Using the Config file¶

Config files are managed by the config.py module

First import the module, and create a Config instance. This takes an argument to a yaml config file you have made.

In [1]:

from chemdataextractor.config import Config
import os
example_path = os.path.join('tests', 'data', 'test_config.yml')
c = Config(example_path)

The example file looks like this:

Example Config for testing¶

PARSERS:

Paragraph: [CompoundParser, ChemicalLabelParser, NmrParser]
Table: [CompoundTableParser, UvvisAbsQuantumYieldTableParser, UvvisEmiQuantumYieldTableParser]
Title: [NmrParser]
Heading: [NmrParser]
Footnote: [ChemicalLabelParser]
Caption: [NmrParser]

POS_TAGGER: CrfPosTagger

NER_TAGGER: CiDictCemTagger

LEXICON: Lexicon

SENTENCE_TOKENIZER: SentenceTokenizer

WORD_TOKENIZER: WordTokenizer

Parsers are presented as a list, where each element specifies the particular parsers to be used for each CDE type. For example, this file will only use CompoundParser, ChemicalLabelParser and NmrParser to interptre paragraph object. Choosing only those parsers relevant to your work can help speed up the CDE extraction process.

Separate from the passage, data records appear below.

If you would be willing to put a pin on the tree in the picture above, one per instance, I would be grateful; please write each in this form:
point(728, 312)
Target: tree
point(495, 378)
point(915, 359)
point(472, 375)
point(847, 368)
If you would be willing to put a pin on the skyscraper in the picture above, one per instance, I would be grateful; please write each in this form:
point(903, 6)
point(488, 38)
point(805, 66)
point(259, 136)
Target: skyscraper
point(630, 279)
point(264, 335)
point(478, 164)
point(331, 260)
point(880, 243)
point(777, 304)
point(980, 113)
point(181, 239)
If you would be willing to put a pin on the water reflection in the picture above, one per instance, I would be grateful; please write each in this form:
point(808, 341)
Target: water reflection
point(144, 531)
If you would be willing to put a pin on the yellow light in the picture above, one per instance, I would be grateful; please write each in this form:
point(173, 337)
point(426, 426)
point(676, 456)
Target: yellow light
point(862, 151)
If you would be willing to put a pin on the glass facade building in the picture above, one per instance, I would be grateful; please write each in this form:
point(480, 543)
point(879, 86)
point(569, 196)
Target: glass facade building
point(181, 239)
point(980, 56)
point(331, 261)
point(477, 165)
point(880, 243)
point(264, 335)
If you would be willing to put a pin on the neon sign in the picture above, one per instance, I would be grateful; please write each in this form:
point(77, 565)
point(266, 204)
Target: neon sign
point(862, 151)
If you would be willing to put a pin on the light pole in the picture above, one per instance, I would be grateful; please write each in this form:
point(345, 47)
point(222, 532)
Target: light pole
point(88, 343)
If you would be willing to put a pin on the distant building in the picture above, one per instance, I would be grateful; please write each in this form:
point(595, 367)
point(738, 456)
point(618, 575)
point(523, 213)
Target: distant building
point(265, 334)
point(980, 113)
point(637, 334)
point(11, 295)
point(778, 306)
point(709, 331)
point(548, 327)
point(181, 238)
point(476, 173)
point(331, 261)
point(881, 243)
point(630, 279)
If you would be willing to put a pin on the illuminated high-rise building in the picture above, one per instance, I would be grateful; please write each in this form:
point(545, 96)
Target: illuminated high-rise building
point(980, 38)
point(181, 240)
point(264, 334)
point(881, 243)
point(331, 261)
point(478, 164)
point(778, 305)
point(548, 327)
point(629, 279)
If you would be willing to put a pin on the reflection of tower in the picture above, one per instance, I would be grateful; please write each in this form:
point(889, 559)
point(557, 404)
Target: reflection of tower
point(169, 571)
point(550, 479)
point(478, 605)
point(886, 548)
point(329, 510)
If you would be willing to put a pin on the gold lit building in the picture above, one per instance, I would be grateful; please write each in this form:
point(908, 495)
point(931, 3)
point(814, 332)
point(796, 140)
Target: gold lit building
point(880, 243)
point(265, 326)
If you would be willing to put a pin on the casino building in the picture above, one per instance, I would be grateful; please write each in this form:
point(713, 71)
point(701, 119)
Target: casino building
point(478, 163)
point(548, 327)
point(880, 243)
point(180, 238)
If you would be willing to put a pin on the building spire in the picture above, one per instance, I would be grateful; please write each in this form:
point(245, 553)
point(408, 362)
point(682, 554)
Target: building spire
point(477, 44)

The file also allows specification of the various tokenizer and tagger objects used in CDE. For example, the WORD_TOKENIZER has now been set to the standard WordTokenizer object, which does not support tokenization of chemical specific text.

You can import these setting when you create a document:

In [2]:

from chemdataextractor import Document
from chemdataextractor.doc.text import Paragraph
doc = Document(Paragraph('Testing'), config=c)

You can check your parsers have been loaded correctly by looking at the appropriate objects. For example:

In [3]:

print(doc.paragraphs[0].parsers)
print(doc.paragraphs[0].word_tokenizer)

[<chemdataextractor.parse.cem.CompoundParser object at 0x7fb9773f70f0>, <chemdataextractor.parse.cem.ChemicalLabelParser object at 0x7fb9773f7128>, <chemdataextractor.parse.nmr.NmrParser object at 0x7fb9773f71d0>]
<chemdataextractor.nlp.tokenize.WordTokenizer object at 0x7fb9773ebac8>

In [ ]: